Z czym pozostawiło cię zwycięstwo w Udine? Czy poziom treningów został podniesiony?
- Ponieśliśmy dotkliwą porażkę w derbach i wiedzieliśmy, że ważne jest natychmiastowe zwycięstwo na trudnym boisku, takim jak Udinese, które obecnie radzi sobie bardzo dobrze. Zrobiliśmy pozytywne rzeczy, ale są też rzeczy do poprawy, byliśmy zespołem.
Jak wytłumaczysz wzloty i upadki w tych meczach?

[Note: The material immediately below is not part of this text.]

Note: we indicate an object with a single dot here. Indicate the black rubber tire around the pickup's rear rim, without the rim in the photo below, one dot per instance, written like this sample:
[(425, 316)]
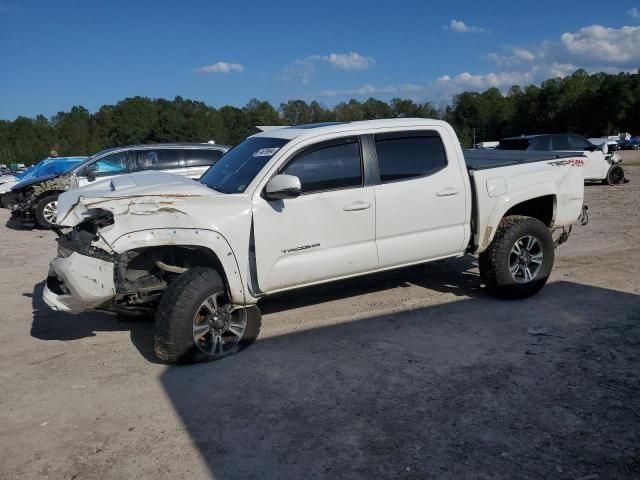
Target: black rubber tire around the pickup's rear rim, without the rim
[(495, 261)]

- Myślę, że to były różne mecze, na przykład z Monzą było inaczej niż z City. Zawodnicy Monzy zostali z tyłu, a my byliśmy powolni, a potem znaleźli bramkę z akcji. Z drugiej strony z City zagraliśmy inny mecz, w którym są przyzwyczajeni do posiadania piłki i myślę, że zagraliśmy bardzo dobrze.
Dla niektórych ten początek sezonu przypomina sezon sprzed dwóch lat, w którym Inter popełnił wiele błędów z przodu i nie mógł odblokować wyniku. Co o tym sądzisz?
- Musimy zostawić przeszłość tam, gdzie jest. To nowy sezon, w którym nasz start mógł być lepszy, ale sezon będzie długi i inny od pozostałych. Tylko pracując możemy się poprawić.
Czy to możliwe, że problemem w tym roku jest to, że chcecie narzucić swoją grę, a nie pozostać z tyłu?
- Myślę, że musimy spróbować narzucić się drużynom, które ustawiają wszystkich z tyłu i dobrze bronią, w takich sytuacjach musimy wykonać bardziej płynny manewr i dobrze się ustawić. Musimy pokazać, że się poprawiamy.
Jak zespół pracuje nad poprawą fazy defensywnej?
- W zeszłym roku straciliśmy niewiele bramek dzięki temu, że cały zespół bronił dobrze i robił to razem. Tak więc praca nas wszystkich musi być jeszcze bardziej intensywna.
Czy mentalnie przetrawiliście już zmianę formuły Ligi Mistrzów?
- To coś nowego i zdajemy sobie sprawę, że każdy mecz jest bardzo ważny i może być decydujący dla przejścia do rundy, podchodzimy do każdego meczu po kolei i myślimy tylko o najbliższym.